Мы проходили на широкую лесную дорогу, она выводила на «Егоркину сечь»[1], а за сечью уходила вправо. Мы пошли по взгорью, тропкой. Солнце опускалось. Палево-оранжевыми тонами расплывалось вечернее зарево в темнеющей зеленой листве; пески, блестевшие в полдень серебром, теперь озолотились, но не горели, а чуть мерцали, как миллионы огненных светлячков. Сечь засумерничала. Птицы смолкли. В лесу благословенная тишина. Ветер не шелохнет. Не хрустнут сучья, не скрипнет могучая сосна, не завоет, не застонет вечерний зверь. Тишина. Только мы идем — говорим.
— Не присядем? Устали, чай, — говорю ему.
— Это я-то устал? Нет, я никогда не устаю. Вы не смотрите, что шестьдесят мне годов. Я ходить-то ой как горазд! За мной, бывало, в монастыре ни один монах не угонится. Возьми да возьми, отец Пафнутий, с собой, говорит, ежели иду куда. Ну, думаю, пойдем. А отойдем десяток верст — я, говорит, отдохнуть бы… Нет, говорю, взялся итти, так идем без отдыху. А итти иной раз от Оптиной на Белев, тридцать пять, сорок верст! Я, знаете, всегда без отдыха на Белев-от хожу!
— Как это вы, — спрашиваю, — до этих лет здоровье свое сохранили? А и силы-то, кажется, немного у вас.
— Силы немного, да сила тут и не нужна. А первое — здоровье надо, второе — привычку, а третье — сноровку, уметь надо ходить-то. Сноровка вот она в чем — ровно итти надо, не бежать, а особливо в гору. По дорожке-то выбираешь, где сухо да твердо, а в грязь да песок не лезу, лучше обойду. Надсадишься — и устал. Вторая часть — привычка. Это тоже есть у меня, много ходил, все тридцать лет пешком в лесах ходил. А насчет здоровья — и здоровье сохранилось, что на бога жаловаться. Здоров. Можно сказать, и не хворал никогда. Только разве простуда какая легкая…
Я посмотрел на его изнуренное, бледное, аскетическое лицо, удивился — какое тут здоровье! Вспомнил, как он изо дня в день часов по десять-двенадцать в церкви отстаивал, все-то тридцать лет, где тут быть здоровым!
— Вот оно еще отчего у меня сохранено здоровье, — продолжал Борис Федорыч, — я ведь с женщинами всю жизнь так и не знался.

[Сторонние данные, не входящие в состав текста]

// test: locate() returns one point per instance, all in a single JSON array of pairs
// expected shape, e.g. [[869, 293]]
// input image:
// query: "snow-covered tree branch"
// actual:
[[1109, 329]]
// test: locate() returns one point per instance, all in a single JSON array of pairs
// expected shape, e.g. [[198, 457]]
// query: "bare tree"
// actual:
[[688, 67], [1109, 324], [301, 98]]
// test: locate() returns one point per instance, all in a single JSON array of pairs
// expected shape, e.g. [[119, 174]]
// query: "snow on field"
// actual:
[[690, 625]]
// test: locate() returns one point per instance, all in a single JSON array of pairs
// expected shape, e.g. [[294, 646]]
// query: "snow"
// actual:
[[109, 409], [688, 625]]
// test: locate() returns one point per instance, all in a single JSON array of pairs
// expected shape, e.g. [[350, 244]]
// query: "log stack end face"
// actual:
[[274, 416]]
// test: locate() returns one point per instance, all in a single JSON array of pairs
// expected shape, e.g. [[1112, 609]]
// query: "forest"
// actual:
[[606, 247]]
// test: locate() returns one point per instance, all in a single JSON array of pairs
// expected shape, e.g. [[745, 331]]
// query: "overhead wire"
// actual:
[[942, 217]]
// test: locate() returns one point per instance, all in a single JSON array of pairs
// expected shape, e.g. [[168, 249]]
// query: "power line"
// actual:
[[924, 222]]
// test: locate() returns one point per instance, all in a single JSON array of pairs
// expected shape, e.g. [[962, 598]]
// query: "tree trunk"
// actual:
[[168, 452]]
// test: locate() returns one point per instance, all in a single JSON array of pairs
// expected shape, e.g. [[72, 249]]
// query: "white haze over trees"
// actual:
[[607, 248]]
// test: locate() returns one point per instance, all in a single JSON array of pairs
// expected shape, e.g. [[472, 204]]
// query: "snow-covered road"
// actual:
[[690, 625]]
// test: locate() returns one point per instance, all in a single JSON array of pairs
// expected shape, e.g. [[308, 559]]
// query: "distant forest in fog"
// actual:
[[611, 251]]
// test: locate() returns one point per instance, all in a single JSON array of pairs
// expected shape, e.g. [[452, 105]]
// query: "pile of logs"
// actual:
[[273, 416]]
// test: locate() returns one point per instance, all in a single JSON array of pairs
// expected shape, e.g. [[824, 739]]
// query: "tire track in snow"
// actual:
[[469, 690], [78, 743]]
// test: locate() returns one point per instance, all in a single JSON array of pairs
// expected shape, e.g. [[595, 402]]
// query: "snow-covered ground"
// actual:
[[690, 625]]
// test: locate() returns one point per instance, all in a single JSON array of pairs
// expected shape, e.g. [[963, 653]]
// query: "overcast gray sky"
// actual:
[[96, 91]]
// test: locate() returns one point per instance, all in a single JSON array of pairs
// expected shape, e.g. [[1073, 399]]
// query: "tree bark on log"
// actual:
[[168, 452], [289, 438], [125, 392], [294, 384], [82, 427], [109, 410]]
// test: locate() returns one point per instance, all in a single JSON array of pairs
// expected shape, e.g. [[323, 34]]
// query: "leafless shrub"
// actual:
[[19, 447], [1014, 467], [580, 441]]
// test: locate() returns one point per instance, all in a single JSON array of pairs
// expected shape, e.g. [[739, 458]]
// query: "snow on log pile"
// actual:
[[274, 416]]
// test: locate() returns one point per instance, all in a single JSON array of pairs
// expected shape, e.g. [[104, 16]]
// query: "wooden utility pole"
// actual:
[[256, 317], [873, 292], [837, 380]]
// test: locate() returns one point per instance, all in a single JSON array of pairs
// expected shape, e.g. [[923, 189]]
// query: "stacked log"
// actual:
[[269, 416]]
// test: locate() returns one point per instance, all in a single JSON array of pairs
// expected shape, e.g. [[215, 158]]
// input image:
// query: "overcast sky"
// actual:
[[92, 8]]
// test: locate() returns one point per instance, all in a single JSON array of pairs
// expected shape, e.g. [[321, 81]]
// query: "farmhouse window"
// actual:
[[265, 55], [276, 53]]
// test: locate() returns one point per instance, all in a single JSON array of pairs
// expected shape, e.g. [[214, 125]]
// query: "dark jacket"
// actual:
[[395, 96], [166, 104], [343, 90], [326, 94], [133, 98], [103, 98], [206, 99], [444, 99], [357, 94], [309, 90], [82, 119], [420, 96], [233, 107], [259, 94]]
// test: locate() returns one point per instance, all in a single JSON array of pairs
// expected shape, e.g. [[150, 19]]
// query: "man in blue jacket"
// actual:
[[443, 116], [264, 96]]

А кто знается, да часто, тот все здоровье размотает. Взять собаку цепную — она всегда крепче, чем беглая какая… Али быка. Одно дело бык на своде, другое дело, когда сам он шатается по стаду от одной к другой..
— Неужели никогда, Борис Федорыч?
— Никогда! — твердо ответил он. — У нас много таких было, что никогда. Отец, помню, Варсонофий до девяносто двух лет дожил, так и помер без женщин… Вот тоже ходить любил! Ходит, все ходит по лесу, и все один, с палочкой только. И разговаривает сам с собой. Где его заслышишь, бывало, как тетерев курнычет: «Вот, — говорит, — елочка, а откуда ты, елочка, такая красивая? Как тебя создали, кто, и как развилась ты такая?» — задает себе вопрос и сам на него отвечает… Все курнычет, все курнычет… Любили мы его, очень уже чистую жизнь свою провел, словно и нет на нем ни пятнышка, прямо в рай уйдет. Ни обиды, ни ругани, карты ли, вино али што. Разве это, говорит, можно, чтобы нюхать даже вино. Грех это не-отмолимый…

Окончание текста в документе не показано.